Doorzoeking is daad van vervolging; stuiting verjaringstermijn
Een doorzoeking wordt beschouwd als een daad van vervolging, die de verjaringstermijn stuit. Een overzicht van jurisprudentie waarbij doorzoeking werd aangemerkt als daad van vervolging en een stuiting van de verjaringstermijn.

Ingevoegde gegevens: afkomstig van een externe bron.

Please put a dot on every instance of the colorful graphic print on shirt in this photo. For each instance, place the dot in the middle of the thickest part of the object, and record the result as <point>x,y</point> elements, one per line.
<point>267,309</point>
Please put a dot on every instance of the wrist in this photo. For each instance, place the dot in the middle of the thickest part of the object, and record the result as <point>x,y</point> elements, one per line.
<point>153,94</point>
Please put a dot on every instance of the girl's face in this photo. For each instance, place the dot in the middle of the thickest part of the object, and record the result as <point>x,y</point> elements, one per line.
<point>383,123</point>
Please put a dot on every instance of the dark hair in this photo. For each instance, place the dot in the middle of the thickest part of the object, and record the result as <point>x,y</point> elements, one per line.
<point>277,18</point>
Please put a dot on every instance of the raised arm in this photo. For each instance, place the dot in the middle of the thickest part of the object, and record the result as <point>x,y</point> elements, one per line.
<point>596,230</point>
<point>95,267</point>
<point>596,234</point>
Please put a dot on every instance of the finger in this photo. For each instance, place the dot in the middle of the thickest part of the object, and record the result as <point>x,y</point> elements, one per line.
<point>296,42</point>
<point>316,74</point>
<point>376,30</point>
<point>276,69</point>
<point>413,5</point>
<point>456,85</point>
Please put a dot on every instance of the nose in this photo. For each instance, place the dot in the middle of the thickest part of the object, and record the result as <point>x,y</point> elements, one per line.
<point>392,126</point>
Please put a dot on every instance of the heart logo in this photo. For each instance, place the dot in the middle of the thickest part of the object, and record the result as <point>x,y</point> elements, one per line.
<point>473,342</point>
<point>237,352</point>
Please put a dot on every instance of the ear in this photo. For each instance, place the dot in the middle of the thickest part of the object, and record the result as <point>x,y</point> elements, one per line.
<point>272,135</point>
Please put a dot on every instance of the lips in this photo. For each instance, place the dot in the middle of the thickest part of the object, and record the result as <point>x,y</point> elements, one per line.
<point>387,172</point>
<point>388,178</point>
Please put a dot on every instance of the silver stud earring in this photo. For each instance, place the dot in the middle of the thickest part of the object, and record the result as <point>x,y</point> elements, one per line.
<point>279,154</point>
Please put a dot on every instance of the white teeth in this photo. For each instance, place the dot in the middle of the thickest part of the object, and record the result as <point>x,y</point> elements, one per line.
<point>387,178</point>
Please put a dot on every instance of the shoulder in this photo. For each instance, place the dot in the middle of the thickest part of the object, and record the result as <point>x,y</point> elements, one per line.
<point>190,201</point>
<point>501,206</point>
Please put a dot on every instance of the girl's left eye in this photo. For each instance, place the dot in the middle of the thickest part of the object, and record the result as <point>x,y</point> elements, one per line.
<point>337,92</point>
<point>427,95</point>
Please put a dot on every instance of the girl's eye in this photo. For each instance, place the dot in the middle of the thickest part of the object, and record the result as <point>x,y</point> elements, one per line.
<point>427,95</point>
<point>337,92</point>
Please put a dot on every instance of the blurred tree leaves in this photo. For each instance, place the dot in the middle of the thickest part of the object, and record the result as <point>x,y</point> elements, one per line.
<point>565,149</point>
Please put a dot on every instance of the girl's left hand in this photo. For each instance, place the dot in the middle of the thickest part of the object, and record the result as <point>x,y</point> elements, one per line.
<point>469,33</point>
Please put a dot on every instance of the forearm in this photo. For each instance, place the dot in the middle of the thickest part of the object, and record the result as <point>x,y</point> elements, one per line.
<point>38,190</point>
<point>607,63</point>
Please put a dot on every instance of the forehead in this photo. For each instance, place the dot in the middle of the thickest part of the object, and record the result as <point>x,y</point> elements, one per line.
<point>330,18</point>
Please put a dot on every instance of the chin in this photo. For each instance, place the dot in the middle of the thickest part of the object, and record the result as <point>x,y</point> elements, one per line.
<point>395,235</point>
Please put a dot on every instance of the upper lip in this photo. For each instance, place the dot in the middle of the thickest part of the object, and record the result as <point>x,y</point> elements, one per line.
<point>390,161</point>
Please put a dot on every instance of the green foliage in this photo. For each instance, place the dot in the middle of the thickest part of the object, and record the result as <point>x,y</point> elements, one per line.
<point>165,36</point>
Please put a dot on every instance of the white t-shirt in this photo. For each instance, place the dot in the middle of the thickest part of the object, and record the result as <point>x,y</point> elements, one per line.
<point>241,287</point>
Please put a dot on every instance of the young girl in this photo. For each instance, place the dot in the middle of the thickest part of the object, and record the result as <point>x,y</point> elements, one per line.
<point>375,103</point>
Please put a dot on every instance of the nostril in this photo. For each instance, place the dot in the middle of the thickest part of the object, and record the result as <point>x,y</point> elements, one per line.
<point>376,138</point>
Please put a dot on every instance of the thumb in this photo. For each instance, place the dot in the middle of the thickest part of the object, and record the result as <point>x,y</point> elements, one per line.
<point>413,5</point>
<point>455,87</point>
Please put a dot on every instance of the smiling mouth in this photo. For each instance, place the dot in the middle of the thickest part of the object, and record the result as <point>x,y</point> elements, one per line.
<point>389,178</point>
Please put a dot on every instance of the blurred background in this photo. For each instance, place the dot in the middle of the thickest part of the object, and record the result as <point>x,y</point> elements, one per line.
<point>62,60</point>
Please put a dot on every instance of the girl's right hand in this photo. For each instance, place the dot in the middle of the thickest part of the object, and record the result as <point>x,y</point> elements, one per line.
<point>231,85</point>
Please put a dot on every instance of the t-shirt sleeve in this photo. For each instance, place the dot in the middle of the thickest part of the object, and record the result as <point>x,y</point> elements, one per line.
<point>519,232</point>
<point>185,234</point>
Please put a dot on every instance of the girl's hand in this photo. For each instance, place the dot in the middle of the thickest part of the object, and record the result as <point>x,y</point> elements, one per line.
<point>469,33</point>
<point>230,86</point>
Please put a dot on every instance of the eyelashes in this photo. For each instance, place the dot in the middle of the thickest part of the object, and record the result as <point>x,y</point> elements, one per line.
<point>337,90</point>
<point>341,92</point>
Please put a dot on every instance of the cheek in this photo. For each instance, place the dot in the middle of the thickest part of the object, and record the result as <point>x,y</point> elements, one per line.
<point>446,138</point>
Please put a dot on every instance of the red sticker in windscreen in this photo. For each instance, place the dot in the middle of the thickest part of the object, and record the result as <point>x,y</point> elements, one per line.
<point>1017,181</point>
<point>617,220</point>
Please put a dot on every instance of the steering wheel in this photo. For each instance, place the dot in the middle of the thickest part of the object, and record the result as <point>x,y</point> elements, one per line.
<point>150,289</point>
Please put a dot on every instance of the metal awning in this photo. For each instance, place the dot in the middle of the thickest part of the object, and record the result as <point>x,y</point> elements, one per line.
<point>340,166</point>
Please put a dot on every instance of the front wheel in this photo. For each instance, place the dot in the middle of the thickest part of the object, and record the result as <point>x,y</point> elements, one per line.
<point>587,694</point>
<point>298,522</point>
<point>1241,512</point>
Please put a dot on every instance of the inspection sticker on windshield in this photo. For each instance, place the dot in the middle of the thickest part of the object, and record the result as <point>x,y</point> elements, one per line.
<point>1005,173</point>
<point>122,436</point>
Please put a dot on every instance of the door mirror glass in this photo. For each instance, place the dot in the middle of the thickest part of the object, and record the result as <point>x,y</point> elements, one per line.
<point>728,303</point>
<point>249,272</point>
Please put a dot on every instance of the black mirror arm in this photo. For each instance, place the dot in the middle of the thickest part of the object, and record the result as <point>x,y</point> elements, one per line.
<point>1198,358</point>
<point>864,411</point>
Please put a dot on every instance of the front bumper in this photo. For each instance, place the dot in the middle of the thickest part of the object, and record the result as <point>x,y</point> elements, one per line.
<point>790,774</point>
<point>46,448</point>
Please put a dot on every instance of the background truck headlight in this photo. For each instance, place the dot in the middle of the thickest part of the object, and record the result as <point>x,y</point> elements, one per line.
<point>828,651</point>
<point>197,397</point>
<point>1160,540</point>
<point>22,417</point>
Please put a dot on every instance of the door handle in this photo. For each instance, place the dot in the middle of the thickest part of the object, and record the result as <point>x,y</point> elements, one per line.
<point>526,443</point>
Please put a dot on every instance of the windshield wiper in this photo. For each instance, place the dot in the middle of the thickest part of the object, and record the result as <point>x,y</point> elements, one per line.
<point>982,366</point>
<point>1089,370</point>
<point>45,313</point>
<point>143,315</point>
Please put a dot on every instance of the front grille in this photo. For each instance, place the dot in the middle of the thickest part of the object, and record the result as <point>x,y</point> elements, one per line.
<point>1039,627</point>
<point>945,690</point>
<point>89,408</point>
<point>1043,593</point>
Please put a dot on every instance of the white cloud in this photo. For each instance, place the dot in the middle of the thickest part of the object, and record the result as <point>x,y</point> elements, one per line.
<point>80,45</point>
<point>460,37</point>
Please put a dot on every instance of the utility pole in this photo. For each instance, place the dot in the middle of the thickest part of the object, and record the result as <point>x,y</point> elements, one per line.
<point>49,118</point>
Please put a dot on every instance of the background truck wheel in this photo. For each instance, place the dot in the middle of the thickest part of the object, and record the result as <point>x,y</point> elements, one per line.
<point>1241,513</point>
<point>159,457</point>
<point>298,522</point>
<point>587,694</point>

Rb Noord-Nederland, 4 september 2015, ECLI:NL:RBNNE:2015:4195
Op grond van artikel 70 van het Wetboek van Strafrecht (Sr) vervalt het recht tot strafvordering in twaalf jaren voor de misdrijven waarop tijdelijke gevangenisstraf van meer dan drie jaren is gesteld. De termijn van verjaring vangt ingevolge artikel 71 Sr aan op de dag na die waarop het feit is gepleegd, met dien verstande dat bij valsheid de termijn aanvangt op de dag na die waarop gebruik is gemaakt van het voorwerp ten opzichte waarvan de valsheid gepleegd is. In artikel 72 Sr is bepaald dat elke daad van vervolging de verjaring stuit, ook ten aanzien van anderen dan de vervolgde. De rechtbank merkt de dag van de doorzoeking van verschillende panden, 30 januari 2013, aan als daad van vervolging, zodat vanaf dat moment de verjaring is gestuit. Dit brengt mee dat ten aanzien van de feiten die ten laste zijn gelegd onder 2, 3A, 4 en 6 (zijnde feiten waarop een gevangenisstraf van meer dan drie jaren is gesteld) sprake is van verjaring voor zover de tenlastelegging in deze feiten een periode bestrijkt van voor 30 januari 2001. In zoverre wordt de officier van justitie niet-ontvankelijk verklaard in de vervolging. Nu van de documenten die zijn opgenomen in het onder 4B1 ten laste gelegde niet eerder gebruik kan zijn gemaakt dan op zijn vroegst in 2011 is, gelet op het bepaalde in artikel 71 aanhef en onder 2 Sr, bij dat feit geen sprake van verjaring.